- “Hiçbir şey yoktan var olmaz” prensibi her konu için geçerli bir önermedir. Performans Sanatı’nın köklerine baktığımızda da bunu görüyoruz.
- Başkaldırının ve deneyciliğin tarihi boyunca Performans Sanatı , Fütürizm, Rus Devrimi deneysel tiyatrosu, Dadacılık, Sürrealizm, Bauhaus, Cage ve Cunningham, Happeningler, Anna Halprin ve yeni dans, Yves Klein, Piero Manzoni, Joseph Beuys, Beden Sanatı, Norman Bluhm (1920–1999) ve Frank O’Hara’nın (1926–1966) şiir-resimlerinin mirasçısı olmuştur.

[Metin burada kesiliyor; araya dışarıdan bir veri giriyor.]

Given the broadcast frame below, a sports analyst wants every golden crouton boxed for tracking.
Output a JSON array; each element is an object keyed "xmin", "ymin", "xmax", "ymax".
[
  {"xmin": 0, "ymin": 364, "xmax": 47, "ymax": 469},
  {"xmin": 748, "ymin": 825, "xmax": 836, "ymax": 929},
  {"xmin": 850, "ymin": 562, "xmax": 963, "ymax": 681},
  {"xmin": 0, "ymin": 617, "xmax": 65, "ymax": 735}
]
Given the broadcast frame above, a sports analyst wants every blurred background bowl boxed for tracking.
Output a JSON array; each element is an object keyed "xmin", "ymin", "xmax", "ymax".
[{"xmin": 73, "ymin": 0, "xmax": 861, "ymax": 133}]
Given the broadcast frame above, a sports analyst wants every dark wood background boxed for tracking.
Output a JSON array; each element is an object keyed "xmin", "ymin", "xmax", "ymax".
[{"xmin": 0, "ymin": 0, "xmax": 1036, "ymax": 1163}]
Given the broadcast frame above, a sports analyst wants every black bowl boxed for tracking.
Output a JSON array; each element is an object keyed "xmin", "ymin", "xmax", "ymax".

- Daha da geriye gidersek, Klasik dönemin müzisyenleri, mimcileri, jonglörleri, ip cambazlarını; Ortaçağ’ın müzik adamları trubadurları, şairleri, acı çekme oyunlarını, zafer alaylarını; 1490’da da Vinci, 1638’de Bernini tarafından tasarlanan saray gösterilerini; 17. yüzyıl sonunda Londra ve Paris’teki meşhur sirkler ve fuarlardan bahsedebiliriz. 1970’lerde sirk bir yeniden doğuş yaşamış, yeni sirk, hem tarihsel hem de sanatsal açıdan Performans Sanatı’nın doğuşu ile yakından ilişkili olmuştur. Pazar yeri, sirk gibi geniş halk kitlelerinin bir araya geldikleri yerler geleneksel olarak performanslar için en çok tercih edilen yerler olmuştur. Bu performansların bir kısmı avangard, bir kısmı oldukça gelenekseldir. 19. yüzyılın başında Amerika’da zenci icracılarla başlayan siyah maske toplulukları minstreller ve vodvillerden de söz etmemiz gerekir. ABD’de teatral yönelim, formel ya da yazınsal dram değil, icracının baskın figür olduğu enformel tiyatroya olmuştur. Dickens ve Twain halka açık okumalar yapmışlar, solo monologcular ABD’de gözde olmuşlardır. Bu gelenek, Performans Sanatı içinde de sürdürülmüştür. 19. yüzyılın sonlarına doğru gelişen kabare, popüler formları yeni biçimlerle kullanması, eklektizmi ile 20. yüzyıl Performans Sanatı ’ndaki yeniliklerin başlangıcı olmuş, performans dinamiğini diğer bütün avangard hareketlerden daha fazla etkilemiştir. Isadora Duncan’ın (1877-1927) dansı da, deneysel performansın gelişimine önemli katkılarda bulunmuştur.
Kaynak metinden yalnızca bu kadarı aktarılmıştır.